The Vyorstka media outlet discovered that by the end of 2023, more than 466,000 Russians with disabilities were registered with the Social Insurance and Pension Fund, requiring the provision of wheelchairs, sanitation-equipped chair toilets, and lower limb prostheses. This indicator turned out to be a record for the entire time of keeping statistics since 2012. If from 2013 to 2022 the number of people requiring rehabilitation aids grew annually by no more than 7% and did not exceed 330,000, then in 2023 it increased by almost 42% (by more than 137,000 people).
Two videos by the Dozor [Watch] anti-war movement from Volgograd on how to avoid forced conscription into the army have been unblocked on YouTube.
Longreads
The Insider [independent Russian investigative media outlet] released a large piece on how the Russian Army has changed over two years of full-scale invasion.
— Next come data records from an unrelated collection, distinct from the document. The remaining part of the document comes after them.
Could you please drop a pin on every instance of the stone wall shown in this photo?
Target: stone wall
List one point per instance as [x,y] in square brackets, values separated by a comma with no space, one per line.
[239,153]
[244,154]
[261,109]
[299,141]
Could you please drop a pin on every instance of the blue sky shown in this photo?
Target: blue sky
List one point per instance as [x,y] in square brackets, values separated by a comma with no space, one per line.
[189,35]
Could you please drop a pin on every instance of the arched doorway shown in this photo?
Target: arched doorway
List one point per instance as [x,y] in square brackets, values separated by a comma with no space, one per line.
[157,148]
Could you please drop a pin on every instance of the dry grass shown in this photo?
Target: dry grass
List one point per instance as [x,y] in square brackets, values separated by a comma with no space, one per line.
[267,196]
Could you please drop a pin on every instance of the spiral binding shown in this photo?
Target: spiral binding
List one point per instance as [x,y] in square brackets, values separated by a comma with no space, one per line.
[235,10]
The Cherta [Boundary] independent online media outlet discusses why ex-convicts returning from the war are committing crimes again and why military rehabilitation is necessary. Meanwhile, BBC News Russian has collected stories of several families where men returning from the war have raised their hands against children.
Russian soldiers who managed to desert and move to other countries, as well as members of the Idite Lesom! [Flee through the woods/Get lost you all] Telegram channel, which helps avoid military service, told the Insider what is needed for a successful escape.
The Govorit NeMoskva [NonMoscow Is Speaking] Telegram channel tells the story of Natalia Avdeeva from the Tomsk region. Her 62-year-old husband Vladimir Fogel went to fight in Ukraine and was killed after a month. Now the woman is trying to get his body.
Mediazona tells the story of Ilya Podkamenny from Irkutsk, who in October 2023 received 12 years in a colony for laying wire on the rails and scattering several leaflets.